R = Row-major, C = Column-major
Order: A, B, C (e.g., rcr = A row, B col, C row)

Variants

Standard

Basic GEMM: C = A x B

PreShuffle

Optimized weight access with LDS pre-shuffling. Best for large matrices.

Multi-D

Element-wise fusion: C = op(A x B + D0 + D1 + ...)

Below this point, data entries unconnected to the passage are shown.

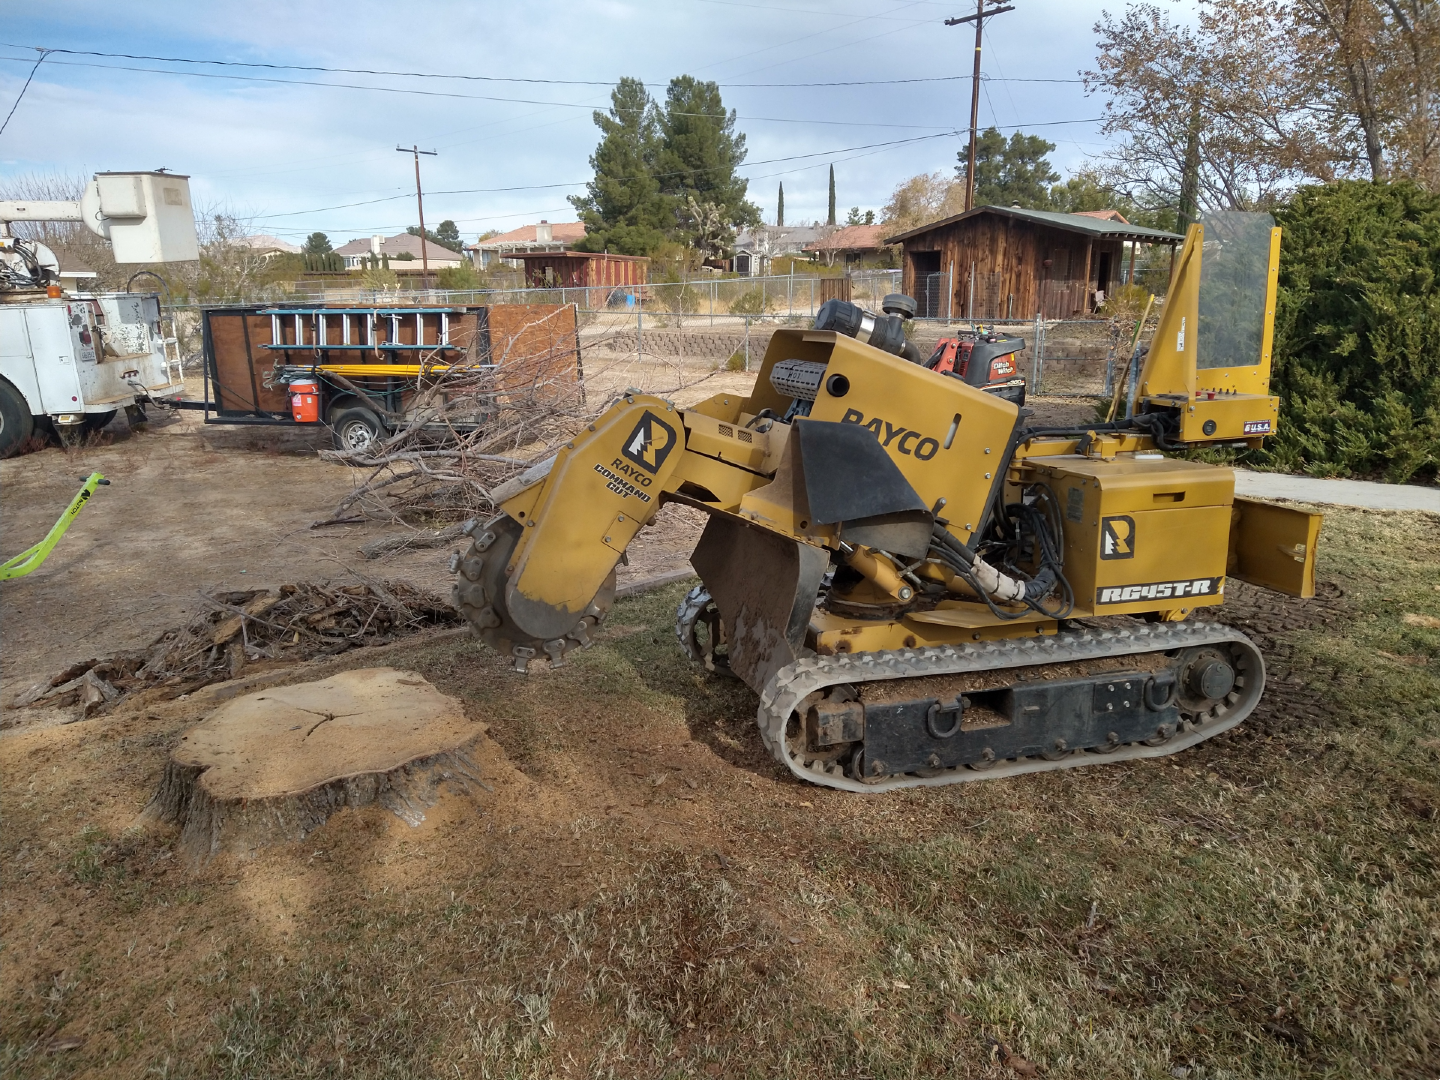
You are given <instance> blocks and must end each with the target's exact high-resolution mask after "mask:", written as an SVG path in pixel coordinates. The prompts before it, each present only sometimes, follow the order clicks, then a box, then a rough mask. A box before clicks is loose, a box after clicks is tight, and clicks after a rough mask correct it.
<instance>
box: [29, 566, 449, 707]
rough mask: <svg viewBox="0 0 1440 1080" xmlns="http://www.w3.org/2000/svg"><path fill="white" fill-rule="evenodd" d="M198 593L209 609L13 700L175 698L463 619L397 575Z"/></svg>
mask: <svg viewBox="0 0 1440 1080" xmlns="http://www.w3.org/2000/svg"><path fill="white" fill-rule="evenodd" d="M202 599H203V600H204V602H206V605H207V606H209V608H210V611H207V612H204V613H203V615H199V616H196V618H194V619H192V621H190V622H187V624H186V625H183V626H174V628H171V629H167V631H166V632H164V634H161V635H160V636H158V638H156V639H154V641H153V642H151V644H150V647H148V648H147V649H144V651H141V652H125V654H117V655H114V657H104V658H95V660H86V661H81V662H79V664H71V665H69V667H66V668H65V670H63V671H59V672H56V674H55V675H52V677H50V678H49V680H43V681H40V683H36V684H35V685H32V687H30V688H29V690H26V691H23V693H22V694H19V696H17V697H16V698H14V700H13V701H12V707H13V708H24V707H29V706H45V707H66V706H75V704H79V706H81V711H79V714H78V716H76V717H75V719H82V717H88V716H95V714H96V713H99V711H104V710H105V708H108V707H109V706H112V704H115V703H117V701H120V700H122V698H124V697H125V696H127V694H132V693H135V691H137V690H148V688H153V687H164V688H166V690H168V691H171V693H170V696H171V697H179V696H180V694H187V693H192V691H194V690H199V688H200V687H203V685H207V684H210V683H219V681H223V680H228V678H235V677H238V675H239V674H240V671H242V670H243V668H245V667H246V664H258V662H265V661H284V662H298V661H304V660H312V658H315V657H327V655H338V654H340V652H346V651H347V649H351V648H359V647H364V645H386V644H389V642H392V641H395V639H396V638H400V636H403V635H406V634H415V632H418V631H422V629H428V628H432V626H459V625H462V624H464V619H462V618H461V616H459V613H458V612H456V611H455V609H454V608H451V606H449V605H448V603H446V602H445V600H442V599H441V598H438V596H435V595H433V593H428V592H423V590H420V589H416V588H413V586H410V585H406V583H403V582H369V583H363V585H318V583H312V582H300V583H295V585H282V586H279V588H278V589H251V590H245V592H216V593H202Z"/></svg>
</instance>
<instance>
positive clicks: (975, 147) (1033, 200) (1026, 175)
mask: <svg viewBox="0 0 1440 1080" xmlns="http://www.w3.org/2000/svg"><path fill="white" fill-rule="evenodd" d="M1054 148H1056V144H1054V143H1047V141H1045V140H1043V138H1040V137H1038V135H1025V134H1022V132H1020V131H1017V132H1015V134H1012V135H1011V137H1009V141H1007V140H1005V137H1004V135H1002V134H1001V132H999V128H985V130H984V131H982V132H981V134H979V138H978V140H976V141H975V204H976V206H1012V204H1020V206H1022V207H1025V209H1028V210H1044V209H1047V207H1048V206H1050V184H1053V183H1056V181H1057V180H1058V179H1060V174H1058V173H1057V171H1056V170H1054V168H1051V166H1050V160H1048V158H1047V157H1045V154H1048V153H1050V151H1051V150H1054ZM969 151H971V148H969V144H966V145H965V148H963V150H962V151H960V153H959V158H960V164H958V166H956V167H955V174H956V176H958V177H959V179H960V180H963V179H965V166H966V158H968V157H969Z"/></svg>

Supported ops: PassThrough, MultiDAdd, Relu, Gelu, Sigmoid, Tanh

Output Structure

generated_kernels/
|---- gemm_fp16_rcr_compv4_..._128x128x32_....hpp          # GEMM kernels
|---- gemm_fp16_rcr_compv4_..._preshuffle.hpp
|---- gemm_fp16_rcr_compv4_..._multid_Relu_d1.hpp
|---- grouped_conv_fwd_fp16_nhwgc_..._128x128x32_....hpp   # Grouped conv kernels
+---- ...

Configuration Files

arch_specs.json

GPU architecture specifications (single source of truth):

{
  "architectures": {
    "gfx942": {
      "family": "cdna3",
      "warp_size": 64,
      "warp_configs": [[2, 2, 1], [4, 4, 1]],
      ...
    }
  }
}

preselected_kernels.py

Curated kernel sets for common use cases.

Adding New GPU Support

See ADDING_NEW_GPU.md for complete guide.

Quick steps:

Edit arch_specs.json
Run python generate_arch_specs.py
Rebuild

Troubleshooting

Issue	Solution
"Arguments not supported"	Check tile config validity
Missing element-wise op	Check `elementwise_ops.hpp`
Compilation errors	Verify C++17, include paths

More info: See ../README.md for full documentation.